The United States has been conducting intelligence-gathering surveillance flights over Nigeria since late November, signalling a significant and potentially tense new phase in security cooperation between the two nations, according to an exclusive Reuters report.
Citing flight tracking data and current and former US officials, Reuters reported that the operations follow threats made in November by President Donald Trump to intervene militarily over what he described as Nigeria’s failure to halt violence against Christian communities.
Flight tracking data shows the contractor-operated aircraft, a modified Gulfstream V business jet, typically departs from Accra, Ghana, flies over Nigeria and then returns. “In recent weeks we’ve seen a resumption of intelligence and surveillance flights in Nigeria,” Liam Karr, the Africa team lead for the Critical Threats Project at the American Enterprise Institute, told Reuters.
The purpose of the flights “could not be independently determined,” Reuters noted, but they also come months after a US pilot was kidnapped in neighbouring Niger. A former US official quoted by the news agency said the missions included efforts to locate the kidnapped pilot and to collect intelligence on militant groups operating in Nigeria, including Boko Haram and the Islamic State West Africa Province.
A current US official confirmed to Reuters that the aircraft has been flying over Nigeria but declined to provide further details, “citing diplomatic sensitivities.”
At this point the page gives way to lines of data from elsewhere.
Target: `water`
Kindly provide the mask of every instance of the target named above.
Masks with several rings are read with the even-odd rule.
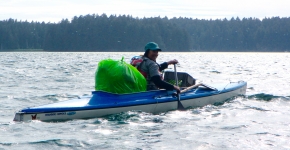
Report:
[[[22,108],[90,95],[100,60],[139,54],[0,53],[0,149],[290,149],[290,53],[160,53],[204,83],[248,82],[245,97],[222,105],[12,121]]]

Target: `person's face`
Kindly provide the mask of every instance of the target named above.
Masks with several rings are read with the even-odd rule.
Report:
[[[148,53],[149,59],[156,61],[157,57],[158,57],[158,51],[149,50],[149,53]]]

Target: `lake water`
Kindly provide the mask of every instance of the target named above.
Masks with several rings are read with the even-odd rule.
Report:
[[[90,95],[100,60],[139,54],[0,53],[0,149],[290,149],[290,53],[159,54],[158,62],[178,59],[178,71],[207,84],[248,82],[246,96],[222,105],[12,121],[22,108]]]

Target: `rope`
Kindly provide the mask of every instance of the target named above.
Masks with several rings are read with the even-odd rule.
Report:
[[[226,87],[231,83],[233,83],[233,82],[230,81],[230,83],[228,83],[218,94],[220,94],[222,91],[224,91],[226,89]]]

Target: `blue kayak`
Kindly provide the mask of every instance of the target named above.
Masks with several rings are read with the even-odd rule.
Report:
[[[194,88],[187,88],[180,94],[181,105],[185,108],[221,103],[229,98],[244,95],[247,83],[238,81],[210,86],[195,86],[192,83],[190,86]],[[130,94],[93,91],[91,96],[22,109],[15,114],[14,121],[85,119],[132,110],[158,114],[177,108],[178,99],[174,91],[156,90]]]

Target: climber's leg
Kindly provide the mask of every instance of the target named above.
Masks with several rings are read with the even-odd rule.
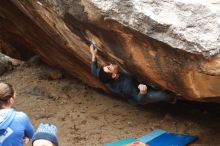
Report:
[[[140,104],[147,104],[159,101],[171,102],[176,98],[176,95],[169,91],[163,90],[148,90],[146,96],[142,99]]]

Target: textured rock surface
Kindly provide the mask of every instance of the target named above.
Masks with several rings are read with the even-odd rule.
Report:
[[[87,37],[101,48],[101,65],[117,62],[140,81],[188,99],[219,100],[217,2],[1,0],[0,40],[103,88],[90,73]]]
[[[91,0],[111,19],[187,52],[220,53],[219,0]]]
[[[13,66],[18,66],[21,64],[23,64],[23,61],[10,58],[0,53],[0,76],[9,70],[12,70]]]

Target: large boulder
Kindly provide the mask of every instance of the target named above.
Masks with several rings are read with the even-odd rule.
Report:
[[[90,73],[93,40],[100,65],[117,62],[142,82],[217,101],[219,8],[217,0],[1,0],[0,40],[105,89]]]

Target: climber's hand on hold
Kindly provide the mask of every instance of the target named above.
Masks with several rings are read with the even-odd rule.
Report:
[[[144,84],[138,85],[138,89],[140,90],[140,94],[147,94],[147,86]]]
[[[93,44],[90,45],[90,53],[92,54],[92,61],[96,61],[97,49]]]
[[[95,48],[93,44],[90,45],[90,52],[93,56],[96,56],[97,54],[97,49]]]

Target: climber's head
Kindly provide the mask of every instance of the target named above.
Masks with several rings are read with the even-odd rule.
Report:
[[[110,83],[114,79],[117,79],[119,74],[119,66],[117,64],[110,64],[100,68],[99,79],[103,83]]]
[[[104,72],[110,73],[110,74],[117,74],[119,67],[117,64],[109,64],[103,67]]]

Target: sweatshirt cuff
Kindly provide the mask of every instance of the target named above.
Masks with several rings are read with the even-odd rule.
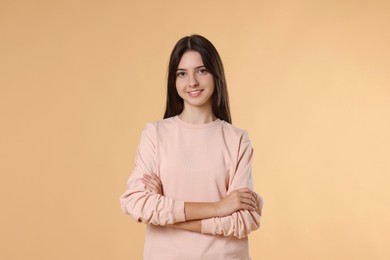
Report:
[[[214,220],[212,218],[202,219],[201,233],[215,235],[213,226]]]
[[[183,222],[186,221],[186,216],[184,214],[184,201],[176,200],[173,206],[173,216],[175,218],[175,222]]]

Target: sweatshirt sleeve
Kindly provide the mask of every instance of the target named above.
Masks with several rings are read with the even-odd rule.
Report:
[[[135,166],[120,197],[122,210],[138,222],[164,226],[185,220],[184,201],[176,201],[145,189],[143,174],[157,173],[156,125],[148,123],[141,135]]]
[[[240,188],[253,190],[252,177],[253,148],[247,133],[240,139],[236,169],[229,180],[229,194]],[[258,205],[263,206],[263,199],[257,195]],[[202,233],[244,238],[260,227],[260,215],[256,211],[239,210],[225,217],[202,220]]]

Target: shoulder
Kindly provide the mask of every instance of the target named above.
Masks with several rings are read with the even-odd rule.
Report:
[[[168,118],[160,119],[157,121],[148,122],[148,123],[146,123],[145,128],[147,128],[149,130],[157,131],[157,129],[159,129],[159,128],[161,129],[161,128],[165,128],[165,127],[169,127],[169,126],[174,126],[176,124],[177,124],[177,122],[175,120],[175,117],[168,117]]]
[[[238,138],[240,142],[249,142],[249,134],[246,130],[238,128],[226,121],[221,120],[223,132],[231,138]]]
[[[146,123],[143,133],[156,135],[158,129],[163,129],[169,126],[173,126],[175,124],[177,123],[174,120],[174,117],[164,118],[157,121],[150,121]]]

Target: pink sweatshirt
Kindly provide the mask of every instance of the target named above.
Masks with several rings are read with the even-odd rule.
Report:
[[[125,213],[148,224],[144,259],[250,259],[247,236],[260,226],[254,211],[203,219],[202,233],[164,226],[185,221],[185,201],[215,202],[235,189],[253,190],[252,155],[248,134],[219,119],[194,125],[175,116],[148,123],[120,198]],[[145,190],[145,173],[160,177],[163,195]]]

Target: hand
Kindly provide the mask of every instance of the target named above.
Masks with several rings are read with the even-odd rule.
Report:
[[[258,211],[257,195],[248,188],[232,191],[216,205],[217,214],[220,217],[230,215],[238,210]]]
[[[163,195],[162,183],[156,174],[144,174],[142,182],[145,184],[146,190]]]

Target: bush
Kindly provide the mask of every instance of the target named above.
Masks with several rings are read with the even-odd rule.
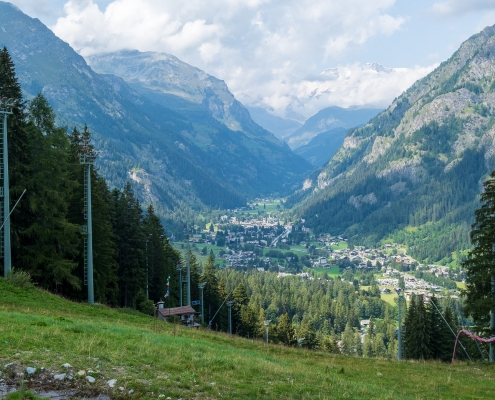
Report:
[[[31,275],[29,275],[26,271],[15,271],[12,268],[11,272],[5,278],[6,282],[11,283],[12,285],[20,286],[24,289],[28,289],[34,287],[31,282]]]
[[[138,311],[143,314],[155,315],[155,304],[151,300],[143,300],[138,304]]]

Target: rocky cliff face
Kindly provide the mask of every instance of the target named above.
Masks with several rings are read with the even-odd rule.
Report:
[[[224,81],[170,54],[119,51],[87,57],[93,70],[113,74],[142,91],[168,94],[203,106],[229,129],[242,130],[232,114],[238,106]]]
[[[305,183],[311,195],[299,213],[314,226],[322,216],[333,220],[327,225],[357,241],[395,235],[417,253],[421,236],[446,242],[450,235],[452,246],[437,246],[444,248],[437,258],[466,248],[480,184],[495,166],[494,72],[495,28],[488,27],[366,126],[351,130]],[[373,204],[364,201],[371,197]]]

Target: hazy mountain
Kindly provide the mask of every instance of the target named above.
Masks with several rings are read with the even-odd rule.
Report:
[[[153,82],[138,92],[139,79],[131,87],[115,75],[94,72],[38,19],[3,2],[0,45],[11,53],[26,96],[41,91],[68,127],[86,123],[95,133],[103,176],[117,187],[132,180],[141,200],[153,202],[162,215],[184,212],[184,205],[229,208],[246,196],[287,193],[310,169],[254,123],[222,81],[193,67],[184,69],[192,75],[182,82],[172,76],[167,84],[162,76],[163,87]],[[143,53],[128,55],[132,63]],[[186,65],[167,57],[169,64]]]
[[[270,114],[262,107],[247,107],[251,118],[258,125],[273,133],[277,138],[283,140],[295,132],[303,124],[295,119],[277,117]]]
[[[382,110],[375,108],[327,107],[308,118],[303,126],[285,137],[284,140],[294,150],[308,144],[322,132],[364,125],[380,111]]]
[[[347,129],[334,128],[316,135],[308,144],[298,147],[294,153],[309,161],[314,167],[321,167],[337,152],[344,142]]]
[[[139,93],[182,113],[206,112],[233,131],[273,140],[253,123],[224,81],[165,53],[119,51],[87,57],[91,68],[124,79]]]
[[[495,166],[495,27],[464,42],[342,147],[290,200],[306,224],[355,243],[390,237],[416,257],[469,247]]]

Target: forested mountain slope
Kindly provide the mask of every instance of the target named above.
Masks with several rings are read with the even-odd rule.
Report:
[[[450,261],[469,247],[481,183],[495,160],[495,27],[417,81],[290,200],[306,224]]]
[[[204,114],[193,119],[121,78],[95,73],[39,20],[4,2],[0,45],[11,53],[25,95],[42,92],[68,127],[86,123],[101,174],[116,187],[132,180],[159,215],[175,211],[179,219],[192,215],[191,207],[232,208],[250,195],[287,192],[310,169],[250,119],[242,127]]]
[[[308,160],[313,166],[321,167],[340,149],[344,142],[347,129],[334,128],[321,132],[308,144],[298,147],[294,153]]]
[[[323,132],[364,125],[380,111],[382,110],[378,108],[327,107],[308,118],[303,126],[285,137],[284,140],[291,149],[298,149]]]

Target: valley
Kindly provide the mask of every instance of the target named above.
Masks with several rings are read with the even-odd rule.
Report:
[[[227,63],[252,49],[199,3],[159,45],[73,40],[97,1],[49,27],[0,0],[0,397],[490,398],[495,25],[303,74]]]
[[[248,207],[225,211],[217,223],[195,230],[187,242],[172,242],[181,252],[189,247],[196,260],[205,264],[209,254],[220,269],[270,271],[283,278],[337,278],[369,288],[373,283],[390,301],[394,289],[412,294],[459,299],[465,272],[453,265],[422,264],[397,243],[379,248],[348,246],[347,239],[316,234],[303,221],[287,223],[283,200],[256,199]]]

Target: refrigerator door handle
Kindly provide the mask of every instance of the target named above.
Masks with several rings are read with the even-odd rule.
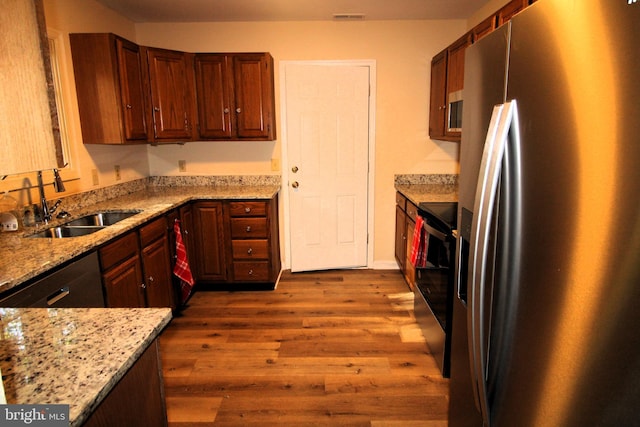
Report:
[[[516,101],[495,106],[485,140],[476,187],[473,222],[470,240],[470,312],[467,319],[469,330],[469,360],[471,379],[474,387],[476,406],[480,410],[483,423],[490,426],[489,402],[487,397],[487,354],[485,349],[486,301],[485,286],[487,275],[487,255],[489,250],[489,233],[493,217],[494,202],[497,197],[498,183],[502,170],[509,130],[515,124],[517,128]],[[512,133],[519,138],[516,129]],[[519,145],[519,141],[515,141]]]

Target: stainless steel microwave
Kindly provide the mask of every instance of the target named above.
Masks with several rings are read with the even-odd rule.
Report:
[[[462,91],[449,93],[449,115],[447,117],[447,130],[449,132],[462,131]]]

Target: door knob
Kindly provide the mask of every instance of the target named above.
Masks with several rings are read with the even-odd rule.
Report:
[[[297,166],[292,167],[291,168],[291,172],[293,172],[293,173],[298,172],[298,167]]]
[[[293,181],[293,182],[291,183],[291,186],[292,186],[293,188],[298,188],[298,187],[300,186],[300,184],[298,184],[298,181]]]

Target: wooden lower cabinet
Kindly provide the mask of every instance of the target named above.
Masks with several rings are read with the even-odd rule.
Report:
[[[83,425],[167,425],[167,407],[157,339],[142,353]]]
[[[164,216],[108,243],[98,252],[107,307],[176,308]]]
[[[192,209],[199,284],[275,284],[281,270],[277,196],[201,201]]]
[[[193,205],[195,233],[194,258],[199,281],[216,282],[227,279],[225,265],[225,233],[222,202],[196,202]]]
[[[415,288],[415,267],[411,264],[411,245],[416,226],[418,207],[407,200],[402,193],[396,193],[396,249],[395,256],[409,288]]]

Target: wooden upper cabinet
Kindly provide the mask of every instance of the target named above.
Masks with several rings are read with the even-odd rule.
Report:
[[[110,33],[69,34],[85,144],[146,142],[146,87],[139,47]]]
[[[508,22],[513,16],[529,6],[529,0],[511,0],[497,12],[498,26]]]
[[[450,107],[452,101],[462,99],[464,51],[471,44],[471,37],[471,32],[465,34],[431,61],[429,136],[433,139],[460,141],[455,120],[450,123]]]
[[[270,54],[196,54],[195,63],[200,138],[275,139]]]
[[[193,55],[144,49],[149,64],[153,142],[195,139]]]
[[[471,45],[471,32],[456,40],[447,48],[447,96],[445,135],[460,141],[462,119],[462,90],[464,88],[464,52]],[[455,111],[452,111],[454,109]],[[457,117],[457,119],[456,119]]]
[[[431,102],[429,104],[429,136],[439,139],[444,136],[445,114],[447,111],[447,51],[437,54],[431,60]]]
[[[233,76],[238,137],[275,139],[273,58],[268,53],[234,55]]]
[[[140,47],[127,40],[116,38],[120,94],[124,118],[124,135],[128,141],[147,140],[146,84],[140,58]]]
[[[199,136],[231,139],[231,91],[228,57],[224,54],[196,54]]]
[[[475,27],[473,27],[471,29],[471,33],[473,35],[473,42],[475,43],[481,38],[483,38],[484,36],[486,36],[487,34],[492,33],[493,30],[496,29],[497,22],[498,22],[498,17],[497,15],[494,14],[488,17],[487,19],[485,19],[484,21],[480,22]]]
The report stated that the surveillance flights suggest Washington is rebuilding its intelligence capacity in the region after being expelled from a key air base in Niger last year. According to Reuters, the aircraft is operated by Mississippi-based Tenax Aerospace, a company that provides special mission aircraft and works closely with the US military.
This development occurs alongside a separate domestic security crisis in Nigeria.
On Monday, authorities confirmed that 28 travellers were feared kidnapped in Plateau State, underscoring the pervasive insecurity that the US flights appear to be monitoring.